Secondo la tradizione, la regina Elena, madre dell’Imperatore Costantino, in questa giornata portò a Costantinopoli le presunte reliquie della croce di Cristo, miracolosamente ritrovate durante il suo pellegrinaggio a Gerusalemme. E proprio la croce è la protagonista di questa inattesa festa, per imparare a coglierne il senso profondo e autentico.
Ascolta “Paolo Curtaz – Commento al Vangelo del 14 Settembre 2024” su Spreaker.Santa croce. Beata croce. Così evidente e così misteriosa. Capita e vilipesa. Stravolta e sfregiata, soprattutto da noi discepoli del Nazareno. Croce che, pure, per noi discepoli rappresenta il punto di non ritorno dell’amore di Dio. La parola definitiva di Dio sul mondo, il dono totale e assoluto di sé.

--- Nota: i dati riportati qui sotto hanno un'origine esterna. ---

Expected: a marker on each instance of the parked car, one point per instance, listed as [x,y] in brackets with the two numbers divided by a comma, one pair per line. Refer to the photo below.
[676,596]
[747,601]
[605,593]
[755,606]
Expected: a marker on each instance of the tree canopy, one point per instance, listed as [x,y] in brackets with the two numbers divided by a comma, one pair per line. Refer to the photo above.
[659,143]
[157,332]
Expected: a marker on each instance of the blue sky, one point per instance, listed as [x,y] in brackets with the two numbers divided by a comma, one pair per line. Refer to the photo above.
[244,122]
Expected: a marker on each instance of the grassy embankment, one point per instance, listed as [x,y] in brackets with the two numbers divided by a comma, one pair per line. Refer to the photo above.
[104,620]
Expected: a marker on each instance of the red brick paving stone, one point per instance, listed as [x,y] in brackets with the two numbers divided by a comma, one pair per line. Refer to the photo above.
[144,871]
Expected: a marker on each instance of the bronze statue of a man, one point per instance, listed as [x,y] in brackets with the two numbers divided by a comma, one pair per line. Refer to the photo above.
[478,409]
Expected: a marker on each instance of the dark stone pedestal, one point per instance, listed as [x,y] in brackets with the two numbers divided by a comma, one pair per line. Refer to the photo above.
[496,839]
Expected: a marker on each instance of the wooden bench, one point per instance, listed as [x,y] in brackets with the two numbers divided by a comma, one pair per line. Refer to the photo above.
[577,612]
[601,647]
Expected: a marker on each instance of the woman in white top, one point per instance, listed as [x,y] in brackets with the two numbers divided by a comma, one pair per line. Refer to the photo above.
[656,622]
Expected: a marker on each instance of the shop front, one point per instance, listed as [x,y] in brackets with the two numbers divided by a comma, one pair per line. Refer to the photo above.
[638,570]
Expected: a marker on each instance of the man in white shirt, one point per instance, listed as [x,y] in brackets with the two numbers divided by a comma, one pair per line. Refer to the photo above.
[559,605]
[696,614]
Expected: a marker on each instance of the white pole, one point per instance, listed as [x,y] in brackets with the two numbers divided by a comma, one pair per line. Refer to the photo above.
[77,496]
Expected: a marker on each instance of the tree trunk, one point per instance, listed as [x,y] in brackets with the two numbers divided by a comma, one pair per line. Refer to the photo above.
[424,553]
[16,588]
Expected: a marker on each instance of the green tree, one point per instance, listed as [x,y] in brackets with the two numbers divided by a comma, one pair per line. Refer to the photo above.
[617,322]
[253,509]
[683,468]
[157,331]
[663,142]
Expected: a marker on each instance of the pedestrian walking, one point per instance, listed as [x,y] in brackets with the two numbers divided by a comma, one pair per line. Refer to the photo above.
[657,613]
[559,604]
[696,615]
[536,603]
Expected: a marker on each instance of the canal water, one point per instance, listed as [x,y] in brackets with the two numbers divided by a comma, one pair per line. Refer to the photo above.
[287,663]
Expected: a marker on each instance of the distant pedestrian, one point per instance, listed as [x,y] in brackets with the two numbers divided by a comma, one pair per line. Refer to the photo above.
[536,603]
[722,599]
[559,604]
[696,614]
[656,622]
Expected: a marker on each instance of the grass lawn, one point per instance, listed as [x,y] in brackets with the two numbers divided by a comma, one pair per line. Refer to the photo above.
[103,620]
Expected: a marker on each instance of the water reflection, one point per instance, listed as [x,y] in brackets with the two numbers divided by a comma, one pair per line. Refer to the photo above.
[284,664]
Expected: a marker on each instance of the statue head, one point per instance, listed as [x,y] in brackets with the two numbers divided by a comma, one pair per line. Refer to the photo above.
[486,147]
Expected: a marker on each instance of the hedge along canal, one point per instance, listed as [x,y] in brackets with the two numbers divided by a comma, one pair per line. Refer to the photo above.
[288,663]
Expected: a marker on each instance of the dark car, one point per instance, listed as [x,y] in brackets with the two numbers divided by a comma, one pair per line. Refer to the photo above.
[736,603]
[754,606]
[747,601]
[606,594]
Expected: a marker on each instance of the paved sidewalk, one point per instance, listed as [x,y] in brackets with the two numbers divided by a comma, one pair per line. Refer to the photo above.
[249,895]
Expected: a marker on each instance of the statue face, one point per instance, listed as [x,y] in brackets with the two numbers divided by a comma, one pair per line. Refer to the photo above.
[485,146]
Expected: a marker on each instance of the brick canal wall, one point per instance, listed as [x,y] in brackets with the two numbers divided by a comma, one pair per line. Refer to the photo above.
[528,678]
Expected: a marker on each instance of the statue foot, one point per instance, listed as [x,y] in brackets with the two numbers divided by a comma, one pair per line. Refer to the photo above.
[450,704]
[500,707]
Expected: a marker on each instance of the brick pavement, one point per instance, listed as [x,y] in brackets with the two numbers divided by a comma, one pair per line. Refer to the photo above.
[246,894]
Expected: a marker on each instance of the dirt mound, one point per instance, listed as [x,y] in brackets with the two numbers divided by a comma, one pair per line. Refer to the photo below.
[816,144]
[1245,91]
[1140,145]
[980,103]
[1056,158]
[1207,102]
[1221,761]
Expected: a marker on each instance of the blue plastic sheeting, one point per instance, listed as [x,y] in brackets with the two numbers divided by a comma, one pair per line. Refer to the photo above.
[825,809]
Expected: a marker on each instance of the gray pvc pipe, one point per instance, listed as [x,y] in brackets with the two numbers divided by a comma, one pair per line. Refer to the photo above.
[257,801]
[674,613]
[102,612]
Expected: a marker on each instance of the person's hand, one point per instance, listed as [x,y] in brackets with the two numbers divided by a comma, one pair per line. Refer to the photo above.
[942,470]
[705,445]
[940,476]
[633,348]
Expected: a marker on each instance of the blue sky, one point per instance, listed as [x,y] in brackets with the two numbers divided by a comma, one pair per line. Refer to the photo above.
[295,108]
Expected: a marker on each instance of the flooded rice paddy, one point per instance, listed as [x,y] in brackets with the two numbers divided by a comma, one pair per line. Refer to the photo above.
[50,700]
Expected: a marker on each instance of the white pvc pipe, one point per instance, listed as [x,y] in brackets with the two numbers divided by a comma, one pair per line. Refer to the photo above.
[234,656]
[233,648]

Oggi non esaltiamo il dolore ma esaltiamo l’amore che da quella croce abbiamo scoperto. Un amore che sa amare fino alla morte, fino al superamento del dolore. La croce diventa la misura dell’amore di Dio, la prova provata della sua volontà di salvezza. E che ci invita ad amare allo stesso modo, donando tutto. Questo significa, secondo le intenzioni di Gesù, il prendere la croce. Donarsi, totalmente, come Dio ha saputo fare.
Allora perché della croce, stravolgendone il significato, abbiamo solo colto l’aspetto dolente? Come una penitenza da sopportare, un regalo non gradito voluto da Dio (che non manda mai nessuna croce! Scherziamo?) che umilmente sopportiamo… Non è così: da strumento di tortura raffinato e perverso, la croce è diventata l’emblema della misura dell’amore senza misura di Dio.
È proprio questo amore che oggi esaltiamo, non il dolore che essa porta con sé. Perché amare, lo sappiamo bene anche noi uomini, spesso richiede sacrificio e incomprensione. Sacrificio da sacrum facere, rendere sacro un gesto, farlo contaminare dalla logica divina. Oggi esaltiamo l’amore donato, lo poniamo in alto nelle nostre scelte, appeso alle nostre case perché irradi, con la sua logica, tutta la nostra vita.
Sì, la croce diventa continuo richiamo all’amore e invito ad amare diventando discepoli del Dio donato.